As for timestamps. Unfortunately given the syscall hackery involved in rerouting stdout I don't think I can inject timestamps.
Perhaps creating them all in the same directory with a name scheme like ginkgo-node-U-N.log
where U
is some kind of ID? But it would make it harder to correlate files to the code that they relate to.
I'd be in favour of merging this as is, with a caveat that it's an experimental feature subject to change. Most users would not add the --debug
flag so would not see any difference. But users who observe occasional Ginkgo hangs would have a tool to help them out. We could then get feedback from these users, and base any future changes on that feedback.
Just out of curiosity, what were the reasons to not follow the suggestion from @vito in https://github.com/onsi/ginkgo/issues/323 ?
I am not super familiar with the way Ginkgo handles parallelism, but each node could trap SIGQUIT and output the stack dump to a known file. Maybe we could also create a new process group with the coordinating node and the nodes running the test, so that a user could kill them all with one command and get the stack dumps.
The advantage of this approach is that there's no need to start Ginkgo with special flags. A disadvantage is that maybe the stack dump is harder to read than logs from the nodes.
Oh I have missed the second comment on this thread.

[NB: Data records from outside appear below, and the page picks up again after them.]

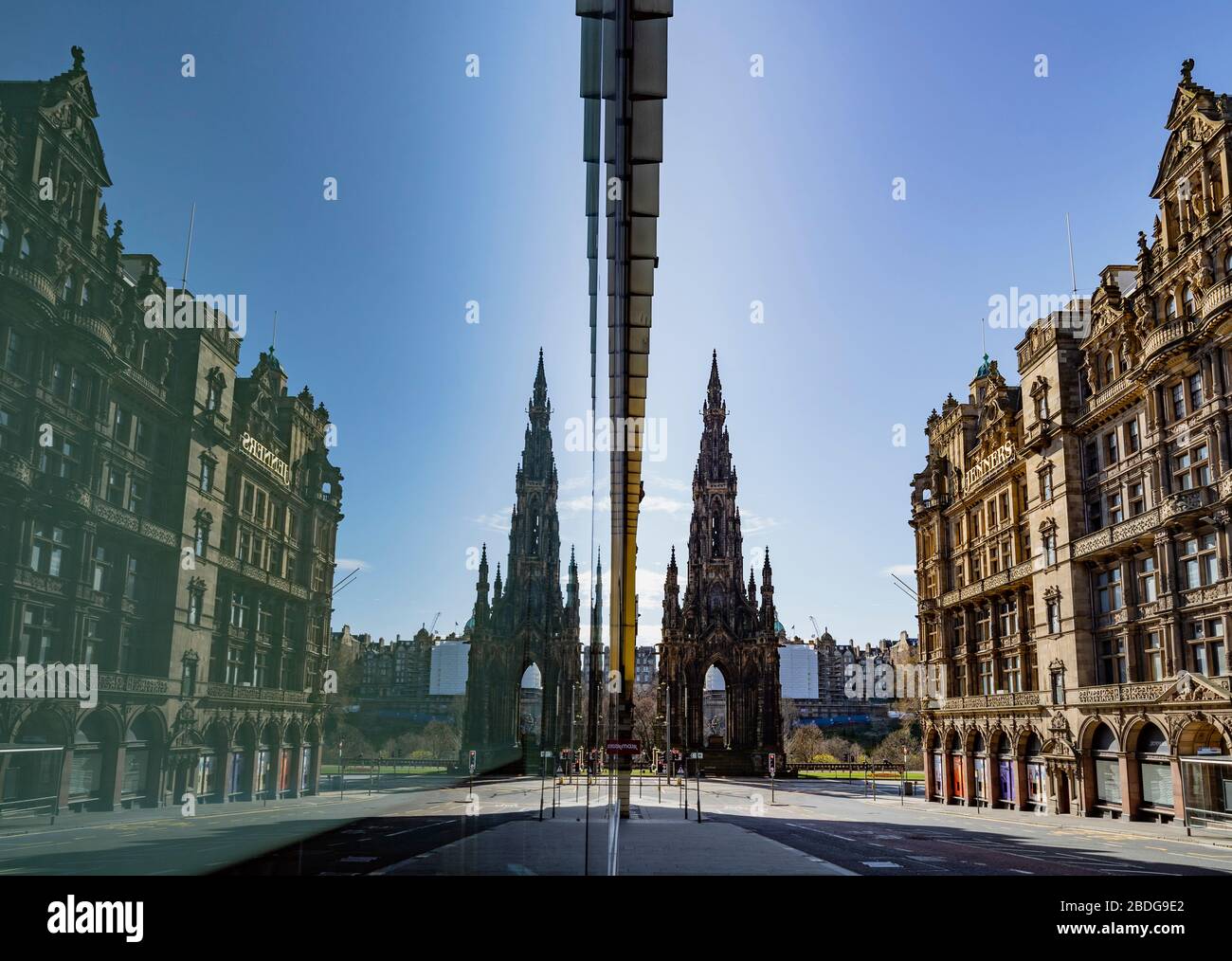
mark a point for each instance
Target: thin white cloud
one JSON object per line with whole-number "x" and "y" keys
{"x": 497, "y": 521}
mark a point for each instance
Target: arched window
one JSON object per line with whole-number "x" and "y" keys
{"x": 1108, "y": 765}
{"x": 1154, "y": 768}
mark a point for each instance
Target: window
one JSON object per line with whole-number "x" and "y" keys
{"x": 144, "y": 438}
{"x": 196, "y": 600}
{"x": 1112, "y": 661}
{"x": 122, "y": 427}
{"x": 1191, "y": 468}
{"x": 234, "y": 665}
{"x": 1152, "y": 656}
{"x": 1011, "y": 674}
{"x": 984, "y": 624}
{"x": 47, "y": 549}
{"x": 8, "y": 430}
{"x": 1207, "y": 653}
{"x": 1108, "y": 590}
{"x": 1091, "y": 459}
{"x": 136, "y": 500}
{"x": 1146, "y": 579}
{"x": 189, "y": 677}
{"x": 239, "y": 610}
{"x": 15, "y": 353}
{"x": 60, "y": 459}
{"x": 134, "y": 579}
{"x": 115, "y": 492}
{"x": 1199, "y": 562}
{"x": 38, "y": 632}
{"x": 1137, "y": 499}
{"x": 101, "y": 568}
{"x": 1195, "y": 390}
{"x": 1006, "y": 615}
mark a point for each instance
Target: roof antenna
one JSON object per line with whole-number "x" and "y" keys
{"x": 188, "y": 250}
{"x": 1073, "y": 278}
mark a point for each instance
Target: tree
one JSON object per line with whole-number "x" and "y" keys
{"x": 645, "y": 710}
{"x": 890, "y": 751}
{"x": 789, "y": 715}
{"x": 805, "y": 742}
{"x": 443, "y": 739}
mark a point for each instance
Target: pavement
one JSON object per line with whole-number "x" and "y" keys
{"x": 438, "y": 826}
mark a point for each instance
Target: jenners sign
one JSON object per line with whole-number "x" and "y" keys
{"x": 267, "y": 459}
{"x": 987, "y": 464}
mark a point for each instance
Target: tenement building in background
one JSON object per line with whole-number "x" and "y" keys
{"x": 161, "y": 517}
{"x": 1072, "y": 531}
{"x": 419, "y": 680}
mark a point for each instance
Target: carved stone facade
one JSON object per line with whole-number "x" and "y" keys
{"x": 525, "y": 624}
{"x": 160, "y": 517}
{"x": 719, "y": 623}
{"x": 1072, "y": 542}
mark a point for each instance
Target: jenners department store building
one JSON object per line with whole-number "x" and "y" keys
{"x": 160, "y": 517}
{"x": 1072, "y": 531}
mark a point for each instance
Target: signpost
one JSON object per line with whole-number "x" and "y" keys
{"x": 697, "y": 756}
{"x": 543, "y": 755}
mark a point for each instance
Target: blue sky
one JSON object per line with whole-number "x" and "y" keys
{"x": 774, "y": 189}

I was imagining you might want to get visibility into the test without it hanging, but could explore some of these options.
^_ fair enough, but it assumes users are starting ginkgo with the --debug
flag. Which is a bit strange... unless they are having issues :)
Good point @nodo
We should update the docs here: https://onsi.github.io/ginkgo/#ginkgo-and-continuous-integration
To recommend that folks add the debug flag in CI environments
I've merged the file solution via #499. I'll leave this open to remind us to update the docs.
I'll leave this open to remind us to update the docs.